Most of us use technological devices daily, and they’re an indispensable part of our lives. A few decades ago, when the first computer came up, the screen only displayed black and white colors. Nowadays, from phones to computers to technical devices, the colorful display is what we take for granted. But there is one interesting question from a technical perspective: if the computer can only understand zeros and ones, then how can a colorful image be displayed on our screen? In this blog post, we will try to address this fundamental question and walk through a complete introduction to the image rendering pipeline, from an image stored in memory to being displayed on the screen.

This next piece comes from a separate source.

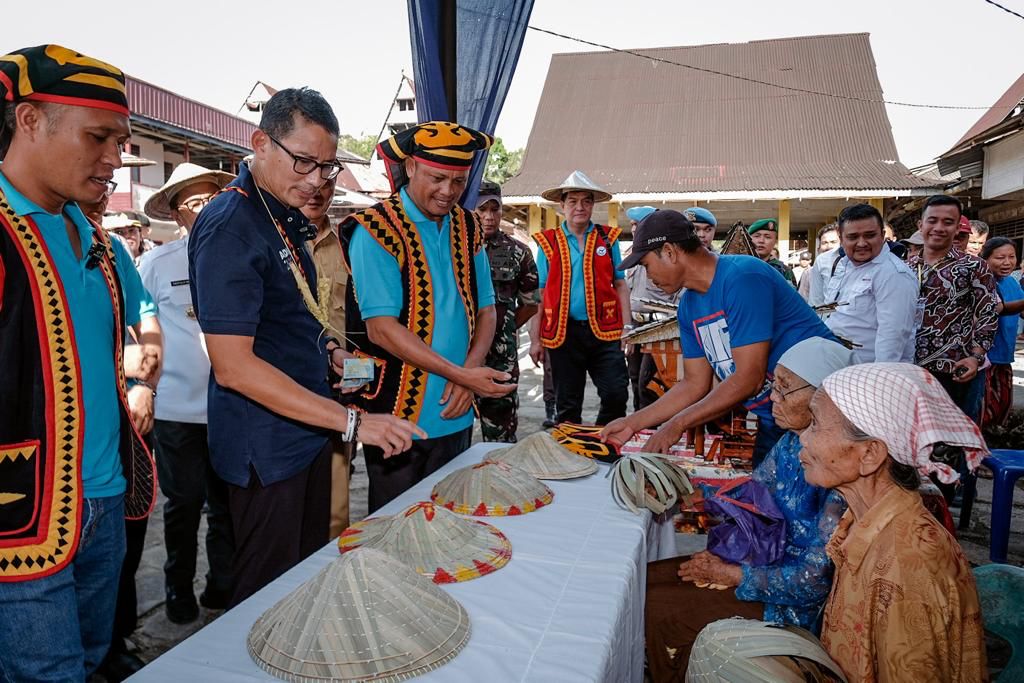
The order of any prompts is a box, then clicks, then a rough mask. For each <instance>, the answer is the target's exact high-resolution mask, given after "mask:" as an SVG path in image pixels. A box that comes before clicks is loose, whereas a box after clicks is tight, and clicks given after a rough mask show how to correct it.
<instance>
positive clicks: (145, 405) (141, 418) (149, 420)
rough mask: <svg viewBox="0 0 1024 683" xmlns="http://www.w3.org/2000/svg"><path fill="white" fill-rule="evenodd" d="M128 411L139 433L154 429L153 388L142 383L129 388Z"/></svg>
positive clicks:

Anatomy of a digital image

Pixels

At the most atomic level, images are constructed by a collection of “pixels”, each pixel is a single point in a digital image and can display exactly one color at a time. When representing a digital image, each pixel corresponds to some “integer coordinate” in the “discrete” space. Simply speaking, we can find out the pixel value at the position like (10, 20) and not (10.1, 20) at a typical 2-dimensional image, and discrete space here means that we have a finite integer space to represent the image, like 1920×1080 pixels (where we have 1920 pixels horizontally — the width, and 1080 pixels vertically — the height).

Formally, we can define how we find a particular value (color) at some particular pixel in 2-dimensional space as follows:

\(x \in \{0, 1, 2, \ldots, W – 1\} \text{ represents the horizontal position}\)
\(y \in \{0, 1, 2, \ldots, H – 1\} \text{ represents the vertical position}\)
\(W \text{ is the width of the image in pixels}\)
\(H \text{ is the height of the image in pixels}\)
\(\text{The function } f \text{ maps each coordinate pair } (x, y) \text{ to a color value}\)

Here, \(x, \text{and }y\) must be integers where \(x \in [0, W – 1]\text{ and }y \in[0, H – 1]\). As you try to zoom in on the discrete image at some relatively large size, you can see those little square pixels more clearly. We will then learn about the color format in a pixel once we have all the relevant background.

Physical vs. Logical pixels: A critical distinction

Since different devices have different screen sizes (i.e., in inches) but it doesn’t mean smaller screen devices display fewer pixels than bigger screens. An iPhone has 2556×1179 pixels on the screen, while a standard monitor might have precisely 1920×1080 pixels. And those predefined pixels are actually the physical pixels a screen has, and it cannot be changed. What matters here is the “pixel density per inch”, this can be calculated with the following formula:

\(\large{\text{PPI} = \frac{\sqrt{W^2 + H^2}}{D}}\)

\(\text{W is the number of pixels horizontally (width)}\)
\(\text{H is the number of pixels vertically (height)}\)
\(\text{D is the diagonal size of the screen in inches}\)

We’re using the \(\sqrt{W^2 + H^2}\) here because we want to find the diagonal pixel length (finding the hypotenuse value of the right triangle using the Pythagorean theorem) and divide this by the screen size in inches. The higher the value of the PPI, the better the quality of the image and vice versa. However, we also need to note that simply increasing the PPI doesn’t necessarily mean that we can see an image with better quality because human eyes have limitations for visual input.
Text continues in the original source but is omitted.